A $2,000 grant was awarded to the Protect Me Project, a non-profit at work in six countries of Latin America to prevent commercial sexual exploitation. The money will be used for printed materials to introduce the organization in new countries and train and mobilize volunteers.
 
The Foundation gave another $500 for the Open Arms Home for Children’s “Suds of Hope” program in Komga, South Africa. On a family trip to South Africa, Rotarian Bob Solis from the Rotary Club of Sun City, Arizona, saw the devastation caused to families by the AIDS pandemic. He and his wife took their life savings to buy a 70-acre farm there on which Open Arms now sits and is home to 57 children. Open Arms has outgrown the two washing machines and one dryer to serve everyone there. “Suds of Hope” will provide funds for a new laundry building on the campus.
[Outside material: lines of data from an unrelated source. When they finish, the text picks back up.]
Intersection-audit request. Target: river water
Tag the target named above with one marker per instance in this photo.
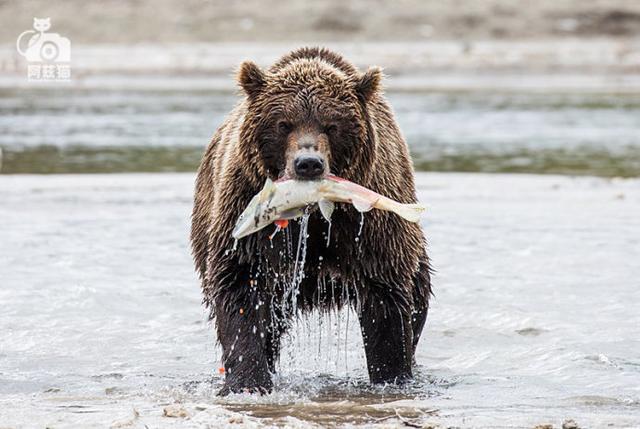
(114, 128)
(535, 318)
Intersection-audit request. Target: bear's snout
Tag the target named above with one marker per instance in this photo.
(308, 166)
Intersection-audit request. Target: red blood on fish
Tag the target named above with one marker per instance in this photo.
(282, 223)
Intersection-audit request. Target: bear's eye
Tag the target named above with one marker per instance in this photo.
(330, 129)
(284, 127)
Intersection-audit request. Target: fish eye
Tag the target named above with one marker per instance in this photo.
(284, 127)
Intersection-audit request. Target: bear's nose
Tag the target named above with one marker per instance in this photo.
(309, 166)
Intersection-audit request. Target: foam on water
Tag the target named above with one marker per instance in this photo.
(532, 322)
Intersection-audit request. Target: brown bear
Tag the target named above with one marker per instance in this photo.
(312, 113)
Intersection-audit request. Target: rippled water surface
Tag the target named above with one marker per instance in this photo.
(535, 318)
(78, 129)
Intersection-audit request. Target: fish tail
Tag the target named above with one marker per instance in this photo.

Earlier this year, the Foundation provided $1,000 for the project.

A $2,000 grant was approved for Nibakure Community Village, a Minnesota non-profit organization started as an orphanage in Nyamata in Rwanda. Due to government policy changes in phasing out orphanages through the country, Nibakure Community Village’s three homes that had housed orphans have been turned into classrooms to continue serving youth and illiterate adults in Kanzai, Nyamata, Bugesera District, Rwanda. The Rotary Club of Minnetonka is leading a project to replace two large greenhouses, repair or upgrade the school bus and build a sun shelter on the playground on the properties.

Money for grants awarded by the Edina Rotary Foundation is raised at an annual fall fundraiser and gala and donations made throughout the year.